Today they've updated their enrollment tally to 98,376 (with 7,800 left to choose a plan)...but the thru date still reads December 8th.

I'm assuming whoever posted the update simply forgot to also update the "as of" date; presumably it's as of yesterday (December 14th), but I've put in a request for clarification.

UPDATE: Yup, they've since corrected the date to read 12/15/17 (basically, as of this morning I presume).

It's important to note that today is not the deadline for Connecticut residents to enroll; AccessHealthCT's deadline isn't until next Friday, December 22nd.

A small update out of Connecticut today; AccessHealthCT last reported just over 90,000 QHP selections as of November 30th, with 11,000 current enrollees who hadn't selected a 2018 policy yet. Today they've updated that to 92,041 QHPs as of this morning, leaving 9,380 left to renew.

This means they added 1,613 more people in the past week, but the pool of current enrollees dropped by 1,675, which means that at least a small number have actively cancelled their policies altogether. Looked at another way, the number of new enrollees has increased by 3,211 (from 11,749 to 14,960), which means that, again, a couple thousand current enrollees who either actively (or were passively) auto-renewed have since gone back into the system and changed their mind and cancelled their 2018 plans. This is normal, especially for the states which "front-load" auto-renewals before the December deadline passes.

Access Health CT has just posted their full November enrollment numbers: 90,428 QHP selections thru 11/30, of which 13% are new enrollees.

For comparison, last year they enrolled 111.5K people, so they've hit 81% of their 2017 number and 78% of their 2016 number.

They've also done something interesting: They're listing the 11,055 current enrollees who haven't actively re-enrolled as of yet. If every one of them did so (they won't), that would bring the grand total up to 101.4K.

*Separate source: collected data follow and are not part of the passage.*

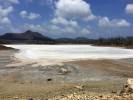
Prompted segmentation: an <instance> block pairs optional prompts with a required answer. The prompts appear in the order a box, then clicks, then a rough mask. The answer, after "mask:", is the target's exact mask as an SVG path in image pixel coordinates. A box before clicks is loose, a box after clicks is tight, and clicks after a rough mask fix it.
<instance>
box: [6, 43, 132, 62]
mask: <svg viewBox="0 0 133 100" xmlns="http://www.w3.org/2000/svg"><path fill="white" fill-rule="evenodd" d="M6 46H8V47H12V48H15V49H19V50H20V52H18V53H16V55H15V56H16V57H17V58H20V59H32V60H34V59H35V60H37V59H44V60H79V59H122V58H133V49H124V48H116V47H97V46H91V45H6Z"/></svg>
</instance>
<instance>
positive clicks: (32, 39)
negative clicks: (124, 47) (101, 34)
mask: <svg viewBox="0 0 133 100" xmlns="http://www.w3.org/2000/svg"><path fill="white" fill-rule="evenodd" d="M18 43H20V44H91V45H98V46H121V47H127V48H133V37H131V36H130V37H115V38H100V39H88V38H85V37H78V38H75V39H73V38H58V39H52V38H50V37H47V36H44V35H42V34H40V33H38V32H32V31H30V30H29V31H26V32H24V33H6V34H4V35H2V36H0V44H18Z"/></svg>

Not much of an update, but good to see a hard number officially posted at AccessHealthCT (I assume they'll be updating this regularly from the looks of it):

 

No precise numbers yet, but this tweet from Access Health CT gives the key numbers:

To date, over 17K CT residents have enrolled in a plan for 2018 - with 6K new to #AHCT. #shopshopshop #AHCTBoDMeeting #GetCoveredCT

— Access Health CT (@AccessHealthCT) November 16, 2017

Assuming "to date" includes yesterday (11/15), this gives us a perfect year over year comparison; last year AccessHealthCT had 16,085 people enroll in Qualified Health Plans in the first 15 days (9,455 renewals + 6,630 new), so they appear to be up about 6% year over year so far.

via Juliet Eilperin of the Washington Post:

That same day in Connecticut [Wednesday, Nov. 1st], 1,596 residents enrolled in qualified health plans on the state exchange while another 2,293 people either completed Medicaid applications or determined that they were eligible for that program. Access Health CT CEO Jim Wadleigh said in a statement that the state’s call center and website experienced a 15 percent increase in volume compared to opening day last year.

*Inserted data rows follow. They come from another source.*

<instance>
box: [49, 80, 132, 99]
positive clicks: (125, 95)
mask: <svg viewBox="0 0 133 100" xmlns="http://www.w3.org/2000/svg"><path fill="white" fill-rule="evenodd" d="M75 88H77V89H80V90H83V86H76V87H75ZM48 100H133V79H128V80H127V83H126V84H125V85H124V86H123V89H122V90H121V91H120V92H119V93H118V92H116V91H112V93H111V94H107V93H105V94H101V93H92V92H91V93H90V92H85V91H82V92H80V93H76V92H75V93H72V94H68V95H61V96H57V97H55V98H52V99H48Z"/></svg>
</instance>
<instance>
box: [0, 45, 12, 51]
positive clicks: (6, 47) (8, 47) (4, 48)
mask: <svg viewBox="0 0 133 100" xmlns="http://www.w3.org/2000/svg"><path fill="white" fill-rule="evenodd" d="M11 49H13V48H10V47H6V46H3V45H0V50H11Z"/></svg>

Not much to add here; last year the first enrollment number I had for Connecticut didn't show up until halfway through November (about 16,000 selections in 15 days), but that doesn't give me much to compare with for the first day only. Still, the 15% traffic increase is a good thing.

I ran an updated analysis of the requested average rate hikes for Connecticut last month. At the time, the only two carriers operating on the CT exchange next year (Anthem and ConnectiCare) were still noncommittal about actually committing to doing so. Statewide, it looked like the carriers were asking for rate increases averaging around 23.8% if CSR payments were guaranteed or 33.5% if they weren't.

As reported by Louise Norris today, the Connecticut insurance dept. reported that both carriers have now committed to sticking around next year, and the approved average rate increases now assume that CSR payments won't be made after all. In the end, the statewide average looks like roughly 28.4% (Norris pegs it at 29.3%, but that's because she generally only includes individual market carriers participating on the ACA exchanges, while I also include carriers and plans offered off-exchange as well).